Trustees should not assume using the segregated asset method to calculate exempt current pension income will offer their SMSF protection from tax avoidance issues, a technical expert has warned.
SuperGuardian education manager Tim Miller pointed out the purpose of asset segregation was to fund the income required to provide retirement benefits for members, and trustees who viewed it as a way to potentially avoid paying capital gains tax on the sale of assets needed to think again or risk running afoul of the ATO.
“It shouldn’t need stating, but segregation is not a tax avoidance arrangement,” Miller said during a recent SuperGuardian webinar.
“The ATO have released a number of documents over time where they have absolutely reiterated that point with asset segregation and identifying that if your objective is to start a pension and segregate an asset to sell that asset to offset the tax on it, then they will look at some of those transactions to determine whether or not that transaction was entered into from a pure tax avoidance point of view.”
In addition, he said asset segregation did not have to translate to having separate accounts, though trustees might find the physical separation of assets beneficial from an administrative standpoint.
“This is one of those areas where it helps to have separate investment portfolios from an administrative point of view, but it’s not an actual requirement that the fund goes out and creates those separate accounts,” he noted.

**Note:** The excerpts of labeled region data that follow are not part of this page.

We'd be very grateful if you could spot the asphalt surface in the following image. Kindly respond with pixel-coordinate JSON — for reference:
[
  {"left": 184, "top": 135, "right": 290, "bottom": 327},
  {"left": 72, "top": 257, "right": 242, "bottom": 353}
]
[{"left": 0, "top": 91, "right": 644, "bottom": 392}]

“From an administrative point of view, you want to make sure that you’re documenting these sorts of things prior to the point that you move into segregation so it’s clear, from an audit and tax point of view, which assets are actually segregated.”
He also noted timing was crucial for any SMSF using the segregated asset method to maximise their capital losses for tax purposes, and the potential rewards of such a strategy could easily be outweighed by the potential risks, depending on when the segregation occurred.